The first point I want to make sounds obvious, but it’s impossible to perfectly target people with a certain level of money. Wouldn’t it be great to say, “I only want my ads to be shown to people with over $100,000 in the bank.” Keep dreaming!
If you’re looking for placing ads that reach people with a certain net worth (or similar financial metric) then you’re bound to using a proxy i.e. an advertising strategy or partner that over-indexes on an audience with financial clout.
The most obvious example of this is using a publication that is predominantly read by affluents. If you elect to spend money with a traditional media outlet, you’d likely be met with a media kit that tells you exactly what type of audience they attract in terms of financial clout.

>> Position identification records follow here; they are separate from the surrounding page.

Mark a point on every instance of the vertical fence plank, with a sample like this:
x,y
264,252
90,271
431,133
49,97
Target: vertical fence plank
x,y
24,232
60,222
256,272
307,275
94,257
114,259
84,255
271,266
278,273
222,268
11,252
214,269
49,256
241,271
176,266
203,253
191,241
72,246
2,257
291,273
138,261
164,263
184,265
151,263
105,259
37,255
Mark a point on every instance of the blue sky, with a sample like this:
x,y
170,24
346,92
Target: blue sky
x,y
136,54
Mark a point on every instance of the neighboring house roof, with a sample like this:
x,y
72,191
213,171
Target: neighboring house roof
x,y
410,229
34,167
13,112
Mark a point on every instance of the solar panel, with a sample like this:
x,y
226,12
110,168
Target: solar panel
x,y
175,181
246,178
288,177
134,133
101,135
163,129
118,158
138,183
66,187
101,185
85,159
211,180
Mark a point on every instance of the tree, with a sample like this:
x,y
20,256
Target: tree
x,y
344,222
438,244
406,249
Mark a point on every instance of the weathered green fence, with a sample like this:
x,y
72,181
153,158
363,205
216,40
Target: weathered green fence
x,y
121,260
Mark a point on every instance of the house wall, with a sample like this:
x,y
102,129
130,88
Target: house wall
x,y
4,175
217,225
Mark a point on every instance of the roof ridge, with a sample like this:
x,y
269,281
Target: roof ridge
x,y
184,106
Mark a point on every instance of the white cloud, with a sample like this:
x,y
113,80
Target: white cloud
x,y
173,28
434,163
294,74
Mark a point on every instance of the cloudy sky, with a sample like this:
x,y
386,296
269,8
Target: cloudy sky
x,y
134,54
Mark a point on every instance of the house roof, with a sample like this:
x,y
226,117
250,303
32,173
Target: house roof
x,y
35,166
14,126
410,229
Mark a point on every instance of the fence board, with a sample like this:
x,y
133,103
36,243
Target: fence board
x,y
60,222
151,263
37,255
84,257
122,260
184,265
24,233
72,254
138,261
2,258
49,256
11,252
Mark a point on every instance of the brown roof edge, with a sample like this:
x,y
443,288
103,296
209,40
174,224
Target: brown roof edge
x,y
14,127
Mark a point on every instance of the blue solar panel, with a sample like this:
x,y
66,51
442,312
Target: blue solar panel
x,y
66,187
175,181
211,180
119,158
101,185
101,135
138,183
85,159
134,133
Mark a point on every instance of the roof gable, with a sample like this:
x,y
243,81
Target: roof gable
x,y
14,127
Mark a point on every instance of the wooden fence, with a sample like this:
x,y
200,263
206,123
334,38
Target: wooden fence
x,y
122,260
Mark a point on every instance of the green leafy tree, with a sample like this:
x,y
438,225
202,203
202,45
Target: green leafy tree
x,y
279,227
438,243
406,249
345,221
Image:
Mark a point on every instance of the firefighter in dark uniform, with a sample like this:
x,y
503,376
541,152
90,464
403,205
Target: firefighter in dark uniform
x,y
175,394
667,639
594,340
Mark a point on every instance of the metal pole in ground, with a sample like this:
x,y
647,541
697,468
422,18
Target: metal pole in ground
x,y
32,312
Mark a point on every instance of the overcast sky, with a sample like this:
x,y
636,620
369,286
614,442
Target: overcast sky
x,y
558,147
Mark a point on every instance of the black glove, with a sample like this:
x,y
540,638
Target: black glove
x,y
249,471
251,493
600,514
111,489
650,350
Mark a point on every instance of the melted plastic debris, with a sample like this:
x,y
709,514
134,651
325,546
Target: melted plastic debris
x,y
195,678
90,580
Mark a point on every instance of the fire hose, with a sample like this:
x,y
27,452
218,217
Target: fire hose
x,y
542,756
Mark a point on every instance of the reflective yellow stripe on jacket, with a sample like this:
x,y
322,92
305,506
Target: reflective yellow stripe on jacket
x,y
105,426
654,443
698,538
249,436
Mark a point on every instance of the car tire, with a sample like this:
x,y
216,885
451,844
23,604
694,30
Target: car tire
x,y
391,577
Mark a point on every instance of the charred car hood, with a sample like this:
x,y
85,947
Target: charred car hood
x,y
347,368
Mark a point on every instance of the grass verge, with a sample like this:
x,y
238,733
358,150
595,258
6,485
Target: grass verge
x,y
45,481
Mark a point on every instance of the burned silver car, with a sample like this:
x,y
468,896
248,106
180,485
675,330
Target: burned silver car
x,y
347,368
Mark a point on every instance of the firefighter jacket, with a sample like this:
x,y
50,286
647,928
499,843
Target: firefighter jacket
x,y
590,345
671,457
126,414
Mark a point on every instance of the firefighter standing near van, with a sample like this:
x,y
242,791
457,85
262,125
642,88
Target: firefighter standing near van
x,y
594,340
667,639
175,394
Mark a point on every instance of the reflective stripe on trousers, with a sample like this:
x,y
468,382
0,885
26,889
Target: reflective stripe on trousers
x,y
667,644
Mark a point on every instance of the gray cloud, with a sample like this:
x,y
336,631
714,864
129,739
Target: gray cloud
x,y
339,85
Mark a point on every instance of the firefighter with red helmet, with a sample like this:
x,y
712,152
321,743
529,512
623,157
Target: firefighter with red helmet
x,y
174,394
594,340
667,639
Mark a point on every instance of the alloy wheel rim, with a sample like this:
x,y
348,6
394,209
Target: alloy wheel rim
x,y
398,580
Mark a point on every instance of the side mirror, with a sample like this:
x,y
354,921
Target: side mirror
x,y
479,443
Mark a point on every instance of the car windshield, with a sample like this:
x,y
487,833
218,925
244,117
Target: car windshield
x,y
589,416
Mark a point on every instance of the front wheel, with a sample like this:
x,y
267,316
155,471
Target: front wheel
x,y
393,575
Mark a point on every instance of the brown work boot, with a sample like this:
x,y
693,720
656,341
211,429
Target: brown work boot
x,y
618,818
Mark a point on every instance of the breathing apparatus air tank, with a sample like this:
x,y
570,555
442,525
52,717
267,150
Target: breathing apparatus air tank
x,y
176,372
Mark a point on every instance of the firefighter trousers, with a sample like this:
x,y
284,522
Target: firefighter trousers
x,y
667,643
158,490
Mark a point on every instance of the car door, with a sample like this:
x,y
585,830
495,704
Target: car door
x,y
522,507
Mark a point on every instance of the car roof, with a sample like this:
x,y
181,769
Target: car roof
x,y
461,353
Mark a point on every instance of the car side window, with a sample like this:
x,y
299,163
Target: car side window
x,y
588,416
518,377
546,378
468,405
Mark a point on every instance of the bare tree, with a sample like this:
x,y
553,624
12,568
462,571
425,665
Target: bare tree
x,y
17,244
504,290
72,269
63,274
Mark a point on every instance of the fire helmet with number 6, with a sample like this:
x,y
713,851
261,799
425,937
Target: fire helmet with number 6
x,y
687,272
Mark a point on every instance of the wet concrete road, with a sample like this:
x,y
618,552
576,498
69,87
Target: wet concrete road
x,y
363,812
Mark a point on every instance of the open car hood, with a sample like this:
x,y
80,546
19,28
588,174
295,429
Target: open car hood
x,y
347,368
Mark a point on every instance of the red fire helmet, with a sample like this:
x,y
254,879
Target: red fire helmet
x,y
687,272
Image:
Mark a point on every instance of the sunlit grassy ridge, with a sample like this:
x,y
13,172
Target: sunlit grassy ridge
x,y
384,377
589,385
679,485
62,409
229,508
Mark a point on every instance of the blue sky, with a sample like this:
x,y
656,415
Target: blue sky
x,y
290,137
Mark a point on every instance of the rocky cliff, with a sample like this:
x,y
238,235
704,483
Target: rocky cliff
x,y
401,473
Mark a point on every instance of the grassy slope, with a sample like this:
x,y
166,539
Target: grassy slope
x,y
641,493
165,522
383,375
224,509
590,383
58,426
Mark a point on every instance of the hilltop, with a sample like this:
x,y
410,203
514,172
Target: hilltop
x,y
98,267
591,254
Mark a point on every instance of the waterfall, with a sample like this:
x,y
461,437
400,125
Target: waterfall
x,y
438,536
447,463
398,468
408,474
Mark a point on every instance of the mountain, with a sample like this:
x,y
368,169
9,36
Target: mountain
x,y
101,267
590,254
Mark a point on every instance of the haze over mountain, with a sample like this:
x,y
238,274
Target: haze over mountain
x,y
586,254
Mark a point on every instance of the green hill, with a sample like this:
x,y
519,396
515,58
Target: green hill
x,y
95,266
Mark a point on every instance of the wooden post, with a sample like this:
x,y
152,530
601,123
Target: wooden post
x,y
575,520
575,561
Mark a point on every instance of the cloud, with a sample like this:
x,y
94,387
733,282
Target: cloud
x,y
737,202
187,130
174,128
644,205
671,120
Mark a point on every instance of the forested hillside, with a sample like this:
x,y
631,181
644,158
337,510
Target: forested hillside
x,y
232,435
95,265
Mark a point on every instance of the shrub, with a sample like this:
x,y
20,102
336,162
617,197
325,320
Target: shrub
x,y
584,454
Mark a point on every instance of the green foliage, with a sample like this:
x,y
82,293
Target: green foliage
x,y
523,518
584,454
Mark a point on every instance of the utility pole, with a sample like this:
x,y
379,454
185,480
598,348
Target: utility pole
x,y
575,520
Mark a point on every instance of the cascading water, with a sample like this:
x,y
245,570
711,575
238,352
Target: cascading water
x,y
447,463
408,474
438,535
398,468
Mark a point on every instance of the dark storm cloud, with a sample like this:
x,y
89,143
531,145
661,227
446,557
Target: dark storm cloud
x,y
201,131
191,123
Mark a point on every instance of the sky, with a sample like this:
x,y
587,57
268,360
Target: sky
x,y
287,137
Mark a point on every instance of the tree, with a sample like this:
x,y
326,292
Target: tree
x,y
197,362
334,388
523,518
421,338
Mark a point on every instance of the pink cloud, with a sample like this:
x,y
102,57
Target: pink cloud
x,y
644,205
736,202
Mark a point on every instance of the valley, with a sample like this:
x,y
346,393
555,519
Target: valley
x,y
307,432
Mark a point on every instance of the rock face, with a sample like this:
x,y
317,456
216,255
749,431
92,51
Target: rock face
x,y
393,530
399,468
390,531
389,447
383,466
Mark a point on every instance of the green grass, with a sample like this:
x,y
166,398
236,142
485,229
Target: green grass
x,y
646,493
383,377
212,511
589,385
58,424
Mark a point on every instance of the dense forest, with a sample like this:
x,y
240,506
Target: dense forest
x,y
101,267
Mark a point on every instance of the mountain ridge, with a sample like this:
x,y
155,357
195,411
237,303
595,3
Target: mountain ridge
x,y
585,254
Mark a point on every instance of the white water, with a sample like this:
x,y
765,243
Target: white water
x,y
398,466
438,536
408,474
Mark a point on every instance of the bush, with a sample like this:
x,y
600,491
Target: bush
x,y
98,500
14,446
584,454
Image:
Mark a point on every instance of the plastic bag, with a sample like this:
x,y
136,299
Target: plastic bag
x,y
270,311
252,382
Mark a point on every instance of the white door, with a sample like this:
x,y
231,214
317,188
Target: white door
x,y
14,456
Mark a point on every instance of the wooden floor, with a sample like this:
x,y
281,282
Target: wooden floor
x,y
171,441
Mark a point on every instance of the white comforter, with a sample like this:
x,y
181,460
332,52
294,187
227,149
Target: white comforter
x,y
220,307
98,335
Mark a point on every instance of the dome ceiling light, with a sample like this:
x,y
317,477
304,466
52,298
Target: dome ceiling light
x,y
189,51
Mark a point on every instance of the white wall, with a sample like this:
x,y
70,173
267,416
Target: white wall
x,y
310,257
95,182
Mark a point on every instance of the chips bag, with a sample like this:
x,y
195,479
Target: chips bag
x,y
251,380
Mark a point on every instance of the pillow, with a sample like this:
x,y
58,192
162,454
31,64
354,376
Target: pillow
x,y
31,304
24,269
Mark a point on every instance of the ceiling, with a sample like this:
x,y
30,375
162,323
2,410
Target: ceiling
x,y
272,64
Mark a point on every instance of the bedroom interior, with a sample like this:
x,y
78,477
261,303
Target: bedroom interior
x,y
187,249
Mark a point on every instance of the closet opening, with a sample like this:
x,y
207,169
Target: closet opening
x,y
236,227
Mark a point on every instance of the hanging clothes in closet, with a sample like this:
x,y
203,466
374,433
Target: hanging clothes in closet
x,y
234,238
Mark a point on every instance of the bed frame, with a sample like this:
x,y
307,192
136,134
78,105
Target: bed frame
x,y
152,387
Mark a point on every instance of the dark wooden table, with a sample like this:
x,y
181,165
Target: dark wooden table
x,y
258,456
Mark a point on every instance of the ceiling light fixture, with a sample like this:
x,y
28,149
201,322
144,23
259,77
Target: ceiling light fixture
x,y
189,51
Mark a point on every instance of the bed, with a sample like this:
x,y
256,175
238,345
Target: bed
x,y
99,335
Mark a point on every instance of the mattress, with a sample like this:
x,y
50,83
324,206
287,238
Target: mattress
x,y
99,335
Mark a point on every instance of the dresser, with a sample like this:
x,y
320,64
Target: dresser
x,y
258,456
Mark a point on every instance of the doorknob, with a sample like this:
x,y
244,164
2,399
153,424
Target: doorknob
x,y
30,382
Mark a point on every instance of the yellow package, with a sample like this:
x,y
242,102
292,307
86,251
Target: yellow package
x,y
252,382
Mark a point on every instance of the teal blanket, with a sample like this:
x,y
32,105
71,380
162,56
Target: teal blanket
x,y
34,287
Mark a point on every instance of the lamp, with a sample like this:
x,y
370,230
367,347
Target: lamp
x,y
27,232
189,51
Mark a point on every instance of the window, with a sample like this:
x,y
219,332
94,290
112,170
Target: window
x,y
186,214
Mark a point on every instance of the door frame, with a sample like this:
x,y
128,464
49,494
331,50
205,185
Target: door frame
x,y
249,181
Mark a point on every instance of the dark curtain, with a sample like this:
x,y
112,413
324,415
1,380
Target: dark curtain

For example, take a look at the WSJ.com audience profile:
They’re very eager (it’s available to the public) to tell you that their audience has:
- Average Household Income: $248,828
- Average Household Net Worth: $1,335,022
As well as casually dropping in there that they have quite a few millionaires that read their publication.
So if the Wall Street Journal has so many people with so much money, it begs the question why every franchise doesn’t decide to advertise there. And of course the answer lies in the outrageously expensive rates that you have to pay to get in front of that type of audience.
(Their online advertising rates are not published online but trust me when I say that their CPMs are some of the highest on the web.)
Some of you may have the financial resources to advertise on WSJ.com, but I’m assuming that the majority of franchises can’t. So, you’re in search of another proxy.
Here at FranchiseHelp, we’re constantly in search of proxies for money, and we wanted to share data from two of our favorites.
If you go through our franchise matching quiz, you’ll see questions all over the spectrum which we are able to cross-reference against the liquid capital question.
Here’s what the data looks like for education level:
(Isn't it fascinating that not graduating high school has a higher liquid capital level than both graduating high school and obtaining an associate's degree!)
And here’s the data for job title:
As you can see, as you go up the education and occupational chain, you see people with significantly higher amounts of liquid capital available.
You may have already known this, but it’s pretty striking to see how college and post-grad degrees correlate to money. (Remember, that’s our ultimate goal.) What about executives, retirees, and the self-employed?
So why does it all matter?
Well, it turns out that new online media platforms allow you to target audiences based on all different sorts of criteria.
One of those criterion is even targeting based on actual net worth. But, as you can imagine, those audiences are super-expensive for the exact same reasons as the WSJ being pricey.
And therefore an alternative strategy is to target an audience based on education or job title. And you can even tailor the ads and landing pages to reflect the audience. I guarantee that you’ll save money in advertising costs, and you may find that it’s the secret to unlocking an audience that you otherwise couldn’t reach!